Crime Library: Criminal Minds and Methods

Stone Upon Stone: Sing Sing Prison

The Agent of Death

When Elliott embarked on his new career at the age of 52, he could not have known the extent of his tenure. But from the day of his first assigned execution, he began to keep a diary. In his notes, he recorded each execution he administered. On every page, he wrote the name of the prisoner, the date and number of the execution and any notes on the behavior of the condemned as they went to their deaths. Sometimes, he wrote a full page on the event. Other times, he wrote nothing except the prisoner's name. Some of the comments were humorous, like that made by murderer George Appel on August 9, 1928. "He was one of the toughest men I ever saw to sit in the chair," Elliott wrote, "As he sat down he said to the witnesses--"Well folks, you'll soon see a baked apple."

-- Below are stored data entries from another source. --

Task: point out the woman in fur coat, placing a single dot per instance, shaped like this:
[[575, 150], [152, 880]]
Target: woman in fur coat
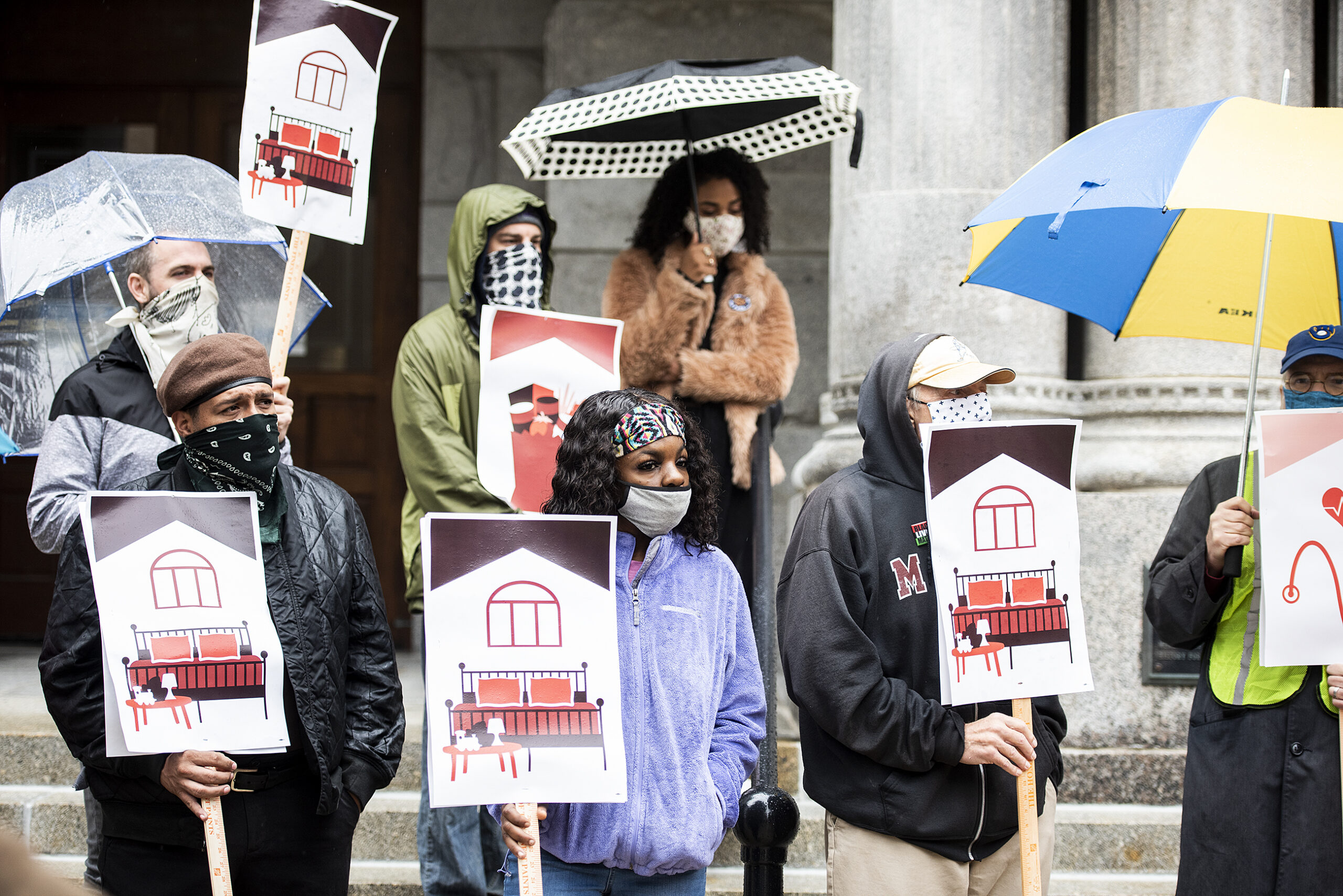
[[707, 322]]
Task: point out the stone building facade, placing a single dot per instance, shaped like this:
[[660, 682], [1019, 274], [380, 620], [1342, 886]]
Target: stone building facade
[[960, 99]]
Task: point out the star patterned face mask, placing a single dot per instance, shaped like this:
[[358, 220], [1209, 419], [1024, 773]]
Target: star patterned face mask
[[973, 409], [514, 277], [722, 234]]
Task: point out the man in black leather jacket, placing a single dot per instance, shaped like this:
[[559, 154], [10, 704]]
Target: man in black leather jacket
[[291, 823]]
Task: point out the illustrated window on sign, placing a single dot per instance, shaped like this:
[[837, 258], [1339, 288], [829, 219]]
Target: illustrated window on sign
[[322, 80], [183, 579], [523, 614], [1005, 518]]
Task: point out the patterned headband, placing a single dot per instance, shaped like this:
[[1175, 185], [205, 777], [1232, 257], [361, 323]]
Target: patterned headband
[[646, 425]]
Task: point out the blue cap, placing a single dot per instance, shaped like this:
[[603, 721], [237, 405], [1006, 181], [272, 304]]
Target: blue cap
[[1323, 339]]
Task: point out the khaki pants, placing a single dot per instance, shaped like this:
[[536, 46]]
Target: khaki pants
[[864, 863]]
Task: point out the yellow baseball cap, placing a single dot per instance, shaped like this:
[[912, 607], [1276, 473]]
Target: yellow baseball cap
[[946, 363]]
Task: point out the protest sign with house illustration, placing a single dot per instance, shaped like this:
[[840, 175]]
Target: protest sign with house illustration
[[523, 669], [191, 657], [1299, 547], [1003, 519], [536, 367], [308, 119]]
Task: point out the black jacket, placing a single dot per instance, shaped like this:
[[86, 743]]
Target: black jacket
[[327, 605], [862, 663], [1262, 785]]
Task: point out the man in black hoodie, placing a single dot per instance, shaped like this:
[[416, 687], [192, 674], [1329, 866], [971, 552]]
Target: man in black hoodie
[[920, 798]]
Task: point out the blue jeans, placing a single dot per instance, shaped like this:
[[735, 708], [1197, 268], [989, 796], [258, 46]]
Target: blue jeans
[[461, 848], [563, 879]]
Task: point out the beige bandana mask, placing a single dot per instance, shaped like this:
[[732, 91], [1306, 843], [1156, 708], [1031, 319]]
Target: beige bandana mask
[[172, 319]]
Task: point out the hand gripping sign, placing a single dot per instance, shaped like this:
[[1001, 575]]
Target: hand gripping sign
[[523, 667], [191, 657], [1003, 521], [306, 142]]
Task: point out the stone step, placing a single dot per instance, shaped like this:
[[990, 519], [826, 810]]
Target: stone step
[[1100, 849], [372, 878], [1123, 775], [1094, 883], [1088, 839], [367, 878], [1107, 837]]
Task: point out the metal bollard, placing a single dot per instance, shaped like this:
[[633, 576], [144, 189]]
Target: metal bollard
[[769, 816], [766, 827]]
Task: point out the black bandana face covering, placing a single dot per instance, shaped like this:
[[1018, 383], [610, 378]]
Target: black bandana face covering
[[239, 456]]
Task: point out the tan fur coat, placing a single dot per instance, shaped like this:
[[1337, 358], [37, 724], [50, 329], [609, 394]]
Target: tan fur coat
[[754, 346]]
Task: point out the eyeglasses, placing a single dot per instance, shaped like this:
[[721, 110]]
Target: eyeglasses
[[965, 391], [1303, 383]]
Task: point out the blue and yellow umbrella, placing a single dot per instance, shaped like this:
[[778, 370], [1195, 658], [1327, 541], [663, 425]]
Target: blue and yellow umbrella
[[1213, 222], [1154, 223]]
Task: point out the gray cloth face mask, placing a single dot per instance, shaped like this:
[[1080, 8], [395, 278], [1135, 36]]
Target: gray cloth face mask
[[655, 511]]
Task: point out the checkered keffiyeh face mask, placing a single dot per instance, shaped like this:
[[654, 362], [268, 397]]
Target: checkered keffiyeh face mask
[[514, 277], [646, 425], [973, 409]]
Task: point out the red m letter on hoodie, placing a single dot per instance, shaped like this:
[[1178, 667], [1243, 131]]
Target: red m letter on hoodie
[[910, 578]]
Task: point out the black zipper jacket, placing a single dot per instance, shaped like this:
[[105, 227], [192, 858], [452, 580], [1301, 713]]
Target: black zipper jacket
[[859, 638], [327, 605]]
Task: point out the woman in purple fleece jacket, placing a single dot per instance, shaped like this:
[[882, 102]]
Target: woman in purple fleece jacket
[[691, 691]]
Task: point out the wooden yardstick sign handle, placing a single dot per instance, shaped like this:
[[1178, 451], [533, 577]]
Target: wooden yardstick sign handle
[[1028, 824], [529, 870], [217, 852]]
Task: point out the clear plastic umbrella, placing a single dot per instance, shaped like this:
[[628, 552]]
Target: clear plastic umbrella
[[62, 242]]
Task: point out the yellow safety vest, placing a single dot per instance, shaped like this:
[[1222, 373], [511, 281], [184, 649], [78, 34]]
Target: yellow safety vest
[[1233, 668]]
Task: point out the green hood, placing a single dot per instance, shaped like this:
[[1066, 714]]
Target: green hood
[[478, 210]]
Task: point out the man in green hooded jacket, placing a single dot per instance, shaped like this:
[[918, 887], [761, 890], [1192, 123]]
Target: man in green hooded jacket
[[497, 253]]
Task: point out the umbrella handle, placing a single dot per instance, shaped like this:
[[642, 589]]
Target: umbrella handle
[[695, 187]]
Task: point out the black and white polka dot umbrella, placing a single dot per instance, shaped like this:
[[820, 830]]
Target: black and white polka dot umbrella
[[636, 124]]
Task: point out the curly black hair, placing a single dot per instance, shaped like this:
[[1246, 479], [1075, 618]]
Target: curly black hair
[[584, 466], [663, 221]]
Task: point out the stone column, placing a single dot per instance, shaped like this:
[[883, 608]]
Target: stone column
[[1165, 408], [960, 99]]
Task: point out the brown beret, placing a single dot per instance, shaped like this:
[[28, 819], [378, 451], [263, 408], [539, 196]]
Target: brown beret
[[210, 366]]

Elliott's very first execution was a man named Luigi Rapito on January 28, 1926. The log entry read "Entered the chamber somewhat nervous and slipped into the chair. Convicted of killing Asa Kline in Cayuga County two years ago." Other entries were not so mundane. Elliott executed some very famous criminals. He pulled the switch on Sacco and Vanzetti in July 1927. (Curiously, he wrote nothing in his diary of their final execution, which had created worldwide headlines.) Elliott also executed Bruno Hauptman in 1936 in New Jersey, killer of the Lindbergh baby during a kidnapping often described as the "crime of the century."

Sacco, executed in 1927, by Robert G. Elliot.

In 1927, he executed his first female, Ruth Snyder, convicted along with her boyfriend, Henry J. Gray, of murdering her husband for insurance money. "It will be something new for me to throw the switch on a woman," he told reporters, "and I don't like the job." Apparently, he wasn't kidding. Just before the scheduled execution, Elliott went to Warden Lewis Lawes and demanded a raise to $200. Lawes refused. The publicity surrounding the Ruth Snyder case was enormous, a true media event of early 20th century America. "This was a very exciting night," he wrote in his diary, "second only to the Sacco and Vanzetti night!" Lawes said later that "over 3,000 people milled around the gates of Sing Sing" as the execution hour grew near.

On the night of Ruth Snyder's execution, a New York Daily News photographer smuggled a camera into the death chamber by taping it to his leg. At the precise moment Snyder was electrocuted, he snapped a photo. The next day, the photograph of Ruth Snyder, leather mask over her face, strapped into the electric chair, appeared on the front page of the Daily News. It became one of the most famous photographs in the history of journalism. Although the Daily News will not grant permission to reproduce the photo, it can still be found on the Internet.

Elliott occasionally supplied a brief synopsis of the case that brought the condemned to the chair, such as Joe Kemerinski on July 30, 1928. He wrote: "Was helped to the chair as he had but one leg. Convicted of killing Dr. Gerald Kelley in the doctor's officehe blamed the doctor for having his leg amputated. But Dr. Kelley was not the doctor responsible for the operationhe went to his death bravely." Sometimes, prisoners were not very agreeable. The last words of convicted murderer Jesse Thomas on August 28, 1930, were: "See you all in hell! Let's go!" Elliott's unique diary, an eyewitness account to criminal justice history, was later turned into a book and published under the title of Agent of Death, Memoirs of an Executioner (1940).

Robert Elliott remained on the job until 1939 when he took ill. He died later that year in Queens, New York, at the age of 66. During his time, he had executed 387 men and women in five states, but mostly in New York, where the steady flow of the condemned never seemed to falter. Elliot once executed three men in Massachusetts, got into his car and drove over to Sing Sing and killed three more on the same day (January 6, 1927). America never had an executioner like Robert G. Elliott. And probably never will again.

But the death penalty was not so repulsive to many people. When news of Elliot's sickness became known, Warden Lewis Lawes requested applications for the executioner's job. Within one week, the response was overwhelming. One newspaper reported on August 22, 1939, "Prison officials have received 400 applications from persons who want the job."